Destemido. Esta é a melhor palavra para definir o fazendeiro paulista Pedro Luis Aguiar, hoje com 75 anos. Sr. Pedroca, como é conhecido, tornou-se recordista mundial de cavalgada em distância após percorrer aproximadamente 20 mil quilômetros em uma viagem pelo Brasil, que durou nada menos que 2 anos e 45 dias. O itinerário passou por quase todas as capitais brasileiras e a aventura, realizada em 1991 é até hoje a maior jornada a cavalo que se tem notícia. O “passeio” fez com que o brasileiro entrasse no Guinness Book, o famoso “livro dos recordes” e por lá ficasse. Quando criança, o cavaleiro brincava com seus colegas dizendo que aos 60 anos sairia pelo mundo no lombo de um cavalo. E numa fantástica coincidência, aos 61 anos, ele foi convidado pela Associação Brasileira do Cavalo Mangalarga Marchador para fazer uma expedição chamada Brasil 14 mil. Em 25 de maio daquele ano,. Pedroca partiu ao lado de seu irmão Jorge e do capataz de sua fazenda José Reis. Os três seguiram rumo ao Chuí, na divisa com o Uruguai. “Eram seis garanhões, três burros de carga e outros três burros montados em cima”, brinca Sr. Pedroca, lembrando da preparação da equipe.

“Para mim, viajar uma semana ou um ano não faz diferença nenhuma. Com saúde sigo montando”

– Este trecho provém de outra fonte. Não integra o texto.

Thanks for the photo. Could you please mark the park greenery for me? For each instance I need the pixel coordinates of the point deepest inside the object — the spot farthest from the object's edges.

PEDRO LUIS AGUIAR, fazendeiro e aventureiro

A Saída aconteceu em São Paulo com destino à divisa com o Uruguai. De lá, partiram para o Oiapoque, na fronteira com a Guiana Francesa, extremo norte do País. O percurso passou pelo centro do Brasil na ida e, na volta, a pedido dos patrocinadores, desceram pelo litoral em meio a paisagens paradisíacas. Fato é que a expedição que estava programada para percorrer 14 mil quilômetros se estendeu e, quando terminou, 20 mil quilômetros ficaram para trás. “A maioria das vezes dormíamos ao ar livre”, conta Pedroca. Segundo ele, nos trechos de mata, havia poucos problemas, mas nas estradas de São Paulo e Rio de Janeiro aconteceram os maiores sufocos. “Os motoristas não respeitavam os cavalos”, relembra. O maior perrengue, porém, aconteceu quando o grupo foi abordado por policiais corruptos no Vale do Jequitinhonha. “Eram 8h30 quando acordei já com um revólver na cabeça”, lembra. “Depois ficaram discutindo se nos matavam ou não, mas no final, felizmente tudo deu certo”, diz aliviado.

Hoje, aos 75 anos, Sr. Pedroca segue a vida sobre o cavalo. Sua Fazenda Bela Vista, que antes abrigava gado de corte, hoje é uma bem estruturada propriedade para turismo rural. À frente do negócio, está o cavaleiro que faz o que gosta: ensina crianças a montar e leva grupos, principalmente de estrangeiros para conhecer as belezas de sua região. Se ele faria tudo de novo? “Não faço porque não tem”, responde. “Para mim, viajar uma semana ou um ano, não tem nenhuma diferença, enquanto estiver com saúde sigo montando”, completa.